For a given $p$ the smallest possible values of $P$ are: $p, 2p, 3p, …$ and the corresponding

$S$-values are $p+4, p+5, p+6, …$.

Thus, I´m looking for integer solutions of $p$: $np = p + 3 + n, \;\; n = 1,2,3, …$

Or $ p = \frac{n+3}{n-1}$ for $n > 1$. There are exactly three integer solutions the largest of which is $5$ (for $n=2$).

Hi mente oscura and lfdahl,

Thank you for the solution and for participating in my challenge thread!:) As I have mentioned before, $5$ is the correct answer, bravo!;)

I found an interesting article "When does a sum of positive integers equal their product?" by Michael W. Ecker (Math. Mag. 75 (2002) 41–47 – you can find it online if you have access to JSTOR). It gives the answer to the problem in this thread, and much more besides.


Sample result: Given a positive integer $v$, the equation $v = x_1 +x_2 + \ldots + x_n = x_1x_2\cdots x_n$ (with $n>1$) has a solution if and only if $v$ is not prime.

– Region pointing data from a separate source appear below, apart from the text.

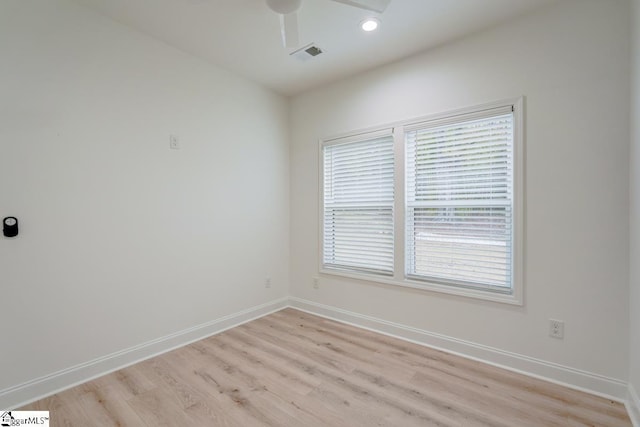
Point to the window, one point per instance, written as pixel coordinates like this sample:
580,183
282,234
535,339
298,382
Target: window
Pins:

The proof is easy enough that readers of this subforum ought to be able to find it for themselves. (Wait)

Thanks, Opalg for your reply and sharing with us what you've found.

Solution(Suggested by other):

Spoiler

Suppose $t \ge s \ge r \ge q \ge p$.

We need to find the maximum of $t$.

Since $t<p+q+r+s+t \le 5t$, then $t<pqrst \le 5t$, i.e. $1<pqrs \le 5$.

Hence, $(p,\,q,\,r,\,s)=(1,\,1,\,1,\,2),\,(1,\,1,\,1,\,3),\,(1,\,1,\,1,\,4),\,(1,\,1,\,2,\,2),\,(1,\,1,\,1,\,5)$ which leads to maximum $t$ of 5.